Inoltre, il conduttore può recedere anticipatamente dal contratto – quindi, ancor prima della scadenza – al ricorrere di gravi motivi. Questi devono però essere eventi:

  • imprevedibili al momento della sottoscrizione del contratto di locazione (tale non sarebbe la cessazione di un contratto di lavoro a termine, in quanto già programmabile);
  • indipendenti dalla volontà del conduttore (tale non sarebbe un atto di dimissioni o la richiesta di un trasferimento);
  • oggettivamente impeditivi (si pensi a un trasferimento lavorativo a molti chilometri di distanza o a una grave disabilità che impedisca di fare le scale a piedi in un edificio non munito di ascensore).

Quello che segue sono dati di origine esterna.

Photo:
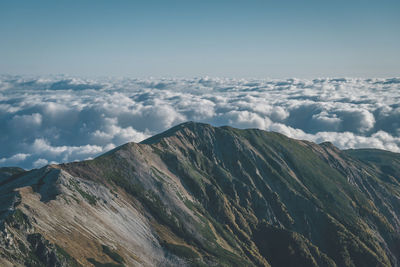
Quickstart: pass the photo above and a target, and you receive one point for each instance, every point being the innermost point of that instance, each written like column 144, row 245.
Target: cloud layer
column 59, row 119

Anche nel caso di disdetta supportata dai gravi motivi è necessario fornire il preavviso.

Quanto tempo prima bisogna dare la disdetta dell’affitto?

La disciplina della disdetta è differente a seconda del tipo di contratto.

Nel contratto di locazione ad uso abitativo, sia quelli a canone libero (cosiddetti contratti 4+4) che a canone concordato (cosiddetti contratti 3+2), il locatore o il conduttore per recedere devono comunicare la propria intenzione con una raccomandata a/r almeno 6 mesi prima rispetto alla scadenza. Il contratto può prevedere un termine più ampio, ma non inferiore.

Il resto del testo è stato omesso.